Machado de Assis parece reivindicar, na conclusão do romance, um lugar para o homem velho, distinguindo-o do antigo, do obsoleto e do acabado. Reconhecendo a permanência de sua vitalidade, representada pela sensualidade que não se sujeita, nem se dá por vencida, num corpo que se mantém vivo, o escritor refaz a trajetória do preconceito que marginaliza o idoso (...) Graças a essa abertura, oferece ao velho e à personagem que o corporifica um novo horizonte, emancipador porque situado além dos princípios que regulavam a sociedade a seu tempo. (Idem: 121)

Porém, se existe uma crença nas possibilidades emancipadoras, há também melancolia e isolamento nas palavras de Aires. Às dificuldades físicas e mentais de um corpo que enfrenta a passagem dos anos acrescem-se conflitos e regramentos sociais excludentes. Alves (2016) atenta que o próprio foco no romance de Tristão e Fidélia é recurso de denúncia, pois reforça a percepção da exiguidade do papel destinado aos idosos em suas mais variadas nuances: a amorosa e sexual, refletida nos desejos não realizados; a familiar, na medida em que o amor de Tristão e Fidélia representa maior solidão ao

casal de idosos; e a política, pois a permanência do casal jovem no exterior implica conotações significativas em termos de mudança do sistema político brasileiro124.

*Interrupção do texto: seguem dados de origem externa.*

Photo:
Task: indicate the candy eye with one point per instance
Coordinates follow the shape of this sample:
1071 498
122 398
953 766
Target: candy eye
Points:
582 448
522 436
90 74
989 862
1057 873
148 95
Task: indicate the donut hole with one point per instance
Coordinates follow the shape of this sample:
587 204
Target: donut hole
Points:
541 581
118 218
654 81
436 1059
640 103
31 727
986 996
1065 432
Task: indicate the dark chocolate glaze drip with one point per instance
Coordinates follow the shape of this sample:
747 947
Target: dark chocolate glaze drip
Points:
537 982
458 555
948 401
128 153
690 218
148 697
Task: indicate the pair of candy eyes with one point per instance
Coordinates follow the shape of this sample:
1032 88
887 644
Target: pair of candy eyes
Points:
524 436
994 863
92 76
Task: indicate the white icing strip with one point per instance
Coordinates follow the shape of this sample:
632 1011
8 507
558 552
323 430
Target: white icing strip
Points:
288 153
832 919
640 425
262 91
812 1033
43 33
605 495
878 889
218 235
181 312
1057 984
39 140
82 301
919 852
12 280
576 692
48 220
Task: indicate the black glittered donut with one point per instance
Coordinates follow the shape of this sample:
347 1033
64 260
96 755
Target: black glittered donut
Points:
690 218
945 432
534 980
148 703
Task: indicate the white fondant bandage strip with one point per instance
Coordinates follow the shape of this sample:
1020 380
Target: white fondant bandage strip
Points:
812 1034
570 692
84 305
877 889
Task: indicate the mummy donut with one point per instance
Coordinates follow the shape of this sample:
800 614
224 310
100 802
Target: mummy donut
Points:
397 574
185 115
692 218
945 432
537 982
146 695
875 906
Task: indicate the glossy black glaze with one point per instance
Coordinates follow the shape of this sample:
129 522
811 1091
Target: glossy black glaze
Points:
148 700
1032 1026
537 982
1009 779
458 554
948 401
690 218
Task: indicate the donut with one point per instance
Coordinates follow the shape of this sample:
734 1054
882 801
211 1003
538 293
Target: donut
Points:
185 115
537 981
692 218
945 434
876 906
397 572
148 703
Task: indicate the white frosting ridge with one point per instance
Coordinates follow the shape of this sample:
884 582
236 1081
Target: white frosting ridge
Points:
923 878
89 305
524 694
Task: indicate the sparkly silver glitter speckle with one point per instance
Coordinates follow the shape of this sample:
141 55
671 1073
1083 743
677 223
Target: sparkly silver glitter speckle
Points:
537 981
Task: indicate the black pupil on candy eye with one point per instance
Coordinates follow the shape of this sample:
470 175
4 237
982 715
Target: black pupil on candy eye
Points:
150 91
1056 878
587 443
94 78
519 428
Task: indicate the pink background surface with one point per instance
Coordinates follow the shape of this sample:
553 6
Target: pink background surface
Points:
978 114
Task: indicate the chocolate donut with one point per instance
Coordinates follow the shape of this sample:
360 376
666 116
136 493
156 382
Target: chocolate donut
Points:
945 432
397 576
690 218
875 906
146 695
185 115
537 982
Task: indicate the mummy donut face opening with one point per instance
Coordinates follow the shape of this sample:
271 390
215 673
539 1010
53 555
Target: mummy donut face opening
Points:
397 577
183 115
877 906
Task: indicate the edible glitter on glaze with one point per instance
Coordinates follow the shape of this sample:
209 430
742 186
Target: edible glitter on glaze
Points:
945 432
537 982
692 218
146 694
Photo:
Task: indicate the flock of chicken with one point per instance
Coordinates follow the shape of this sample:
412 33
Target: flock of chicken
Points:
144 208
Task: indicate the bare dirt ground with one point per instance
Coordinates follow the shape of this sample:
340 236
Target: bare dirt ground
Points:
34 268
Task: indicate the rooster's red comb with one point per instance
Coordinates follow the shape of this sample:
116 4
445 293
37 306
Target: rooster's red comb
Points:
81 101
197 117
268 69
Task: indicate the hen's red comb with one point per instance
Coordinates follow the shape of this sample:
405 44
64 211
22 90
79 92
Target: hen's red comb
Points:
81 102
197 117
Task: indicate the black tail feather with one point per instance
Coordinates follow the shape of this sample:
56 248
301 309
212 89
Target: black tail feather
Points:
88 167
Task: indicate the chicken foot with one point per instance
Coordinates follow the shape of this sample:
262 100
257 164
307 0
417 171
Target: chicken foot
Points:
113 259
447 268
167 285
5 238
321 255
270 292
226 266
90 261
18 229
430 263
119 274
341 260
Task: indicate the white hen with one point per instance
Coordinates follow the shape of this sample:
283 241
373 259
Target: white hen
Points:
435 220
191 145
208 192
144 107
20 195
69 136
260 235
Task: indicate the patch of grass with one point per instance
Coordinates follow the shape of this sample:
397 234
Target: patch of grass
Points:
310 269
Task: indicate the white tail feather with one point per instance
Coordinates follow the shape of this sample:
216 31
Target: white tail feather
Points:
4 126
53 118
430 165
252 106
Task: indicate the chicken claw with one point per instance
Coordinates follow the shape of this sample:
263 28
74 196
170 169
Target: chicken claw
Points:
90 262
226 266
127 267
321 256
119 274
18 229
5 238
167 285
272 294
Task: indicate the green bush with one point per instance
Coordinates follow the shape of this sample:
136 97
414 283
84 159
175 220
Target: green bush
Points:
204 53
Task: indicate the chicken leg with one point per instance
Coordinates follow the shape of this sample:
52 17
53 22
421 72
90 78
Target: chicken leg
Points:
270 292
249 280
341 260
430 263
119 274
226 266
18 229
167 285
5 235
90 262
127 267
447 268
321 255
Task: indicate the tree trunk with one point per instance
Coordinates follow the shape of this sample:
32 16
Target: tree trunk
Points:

Contudo, se Machado de Assis cria um romance exemplar na abordagem da velhice, o tema não recebe continuidade no ambiente literário brasileiro da época, permanecendo em uma situação de descaso e invisibilidade. O idoso, quando presente em obras ficcionais, aparece no papel de vítima ou narrador de histórias passadas ou alheias, não de vivências do presente como as efetuadas pela personagem de Memorial de Aires. O novo século é veloz e jovem, voltado às mudanças já sinalizadas pelo movimento além- mar efetuado por Tristão e Fidélia. À imobilidade, ao caminhar lento de Aires e do casal Aguiar, restam os espaços solitários dos jardins de casas tristes, onde o consolo surge no formato de saudades.